As Noah Baumbach is prone to do, he has enlisted a cavalcade of fantastic actors to be in the film. The character of Jack Gladney, the professor of Hitler studies that leads the picture, will be played by Adam Driver, marking the actor's fifth collaboration with Baumbach. The two have this symbiotic relationship and pull out the best in one another, particularly in "Marriage Story." I am still flabbergasted that performance did not do a clean sweep of the awards season that year. More exciting, though, is the long-awaited return in front of the camera of Baumbach's long time partner Greta Gerwig, who has just been off writing and directing two of my ten favorite movies of the 2010s (and has another one coming next year she co-wrote with Baumbach that I cannot wait for). She has not appeared on screen since her Oscar nominated performance in 2016's "20th Century Women," though did provide a voice in Wes Anderson's "Isle of Dogs" in the meantime. For as exceptional as she is helming a project, I miss her dearly acting in films, particularly in Baumbach's works, and I could not be more thrilled she is back. Gerwig will be playing Gladney's fourth wife, Babette.

Beyond the two Baumbach stalwarts, we have a wonderful collection of big name character actors joining the fray. The great Don Cheadle plays Murray Siskind, a fellow professor and colleague of Jack's. We also will be treated to appearances by Alessandro Nivola (as well as his two children Sam and May Nivola), "After Yang" star Jodie Turner-Smith, and the always lovely to see André Benjamin (née 3000). The under-appreciated young actor Raffey Cassidy also stars in the film as one of Jack's many children. Those names may only get a small group of people hyped when seen together on the same poster, but I am happily among that group.

What is White Noise all about?

Don DeLillo's novel "White Noise" is all about humanity's fear of death and the ways we either try or don't bother to try to cope with that fear. Professor Jack Gladney and his wife Babette are both consumed by the fears of dying. Gladney's academic pursuits are all about death as well, hence his fixation on Hitler and the Holocaust. The novel is divided into three sections. The first, "Waves and Radiation," spends its time skewering the world of academia and intellectuals for their obsessions with death. The second part, "The Airborne Toxic Event," is pretty self-explanatory, turning the irrational fears these characters have into something that is actually real and having them confront them. And the third part, "Dylarama," I will not get into because the movie hasn't come out yet, and there's probably a lot of you out there who don't want to be spoiled on the events of the story.

In terms of actual plot, "White Noise" kind of goes all over the place, but it's the characters' thematic concerns that are crucial to the story, not the individual story beats, per se. Beyond the fear of death, the book touches on outrageous American consumerism (remember, this came out in the Reagan era) and humans creating their own prison of misery and disaster. DeLillo's novel won the National Book Award back in 1985 and is one of the most celebrated novels of the latter half of the 20th century. Quite frankly, it's surprising it has taken this long to have a film adaptation made of it. Here's hoping it was worth the near 40-year wait.
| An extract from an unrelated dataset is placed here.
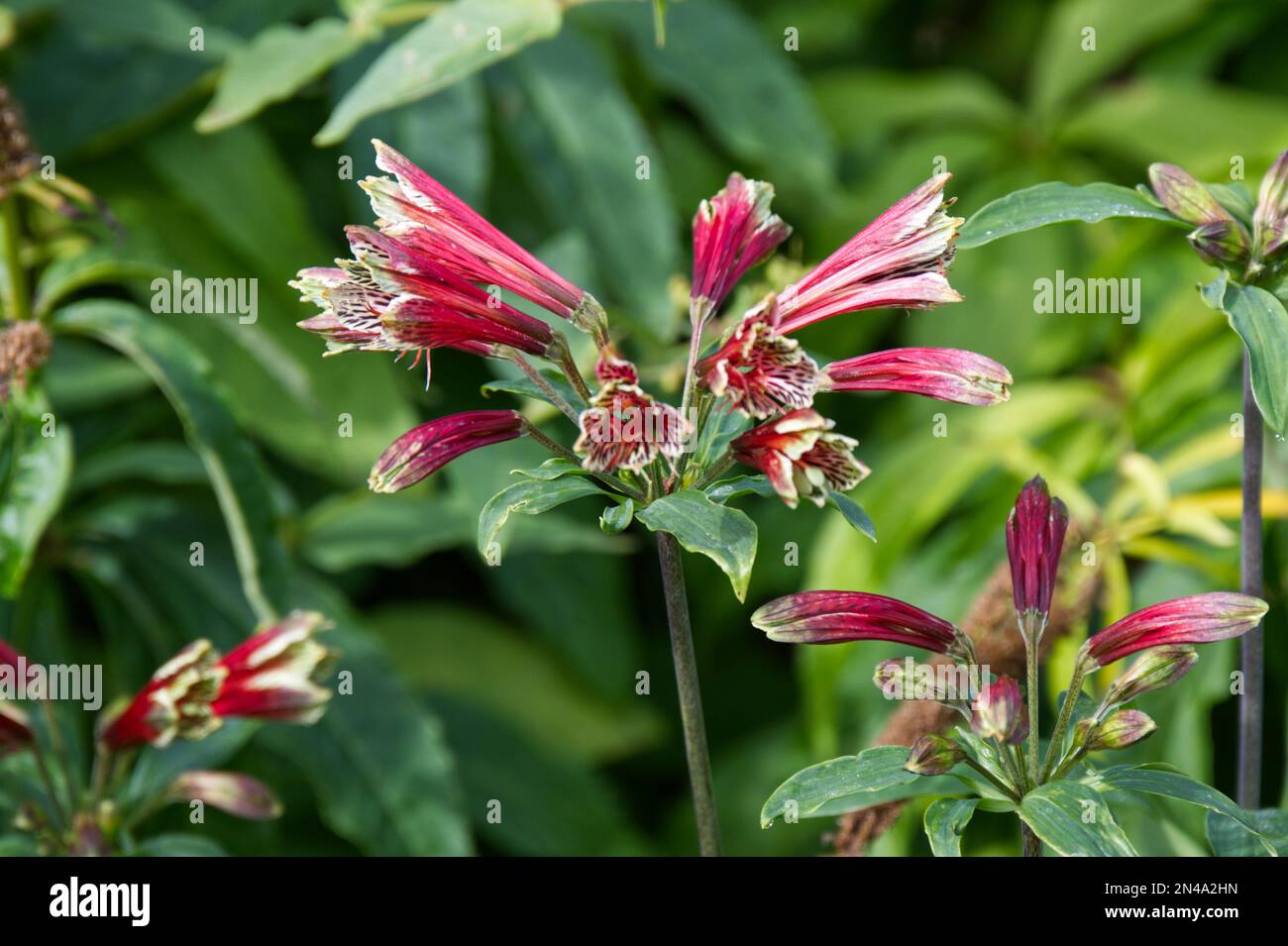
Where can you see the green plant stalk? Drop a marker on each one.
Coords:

When can we see White Noise?

As mentioned, "White Noise" will open the 79th Venice Film Festival in a little over a month from now. If you are so lucky to attend the festival, please enjoy. For the rest of us, we are not entirely sure when "White Noise" will make its awards qualifying theatrical run or its premiere on Netflix. If we are to look at "Marriage Story" for any indication, as that film also premiered at the Venice Film Festival, it was released in theaters November 6, 2019, followed by it hitting Netflix a month later on December 6, 2019. "Marriage Story" also played just about every festival under the sun, from Telluride to Toronto to New York, and if Netflix employs the same strategy, we could be looking at another November release here. What I doubt this time, though, is as long of a gap between its theatrical and streaming dates, considering the massively altered perception of streaming since COVID-19 entered our lives. So, my guess for when we will be able to see "White Noise" is late October or early November, but there is nothing definitive yet.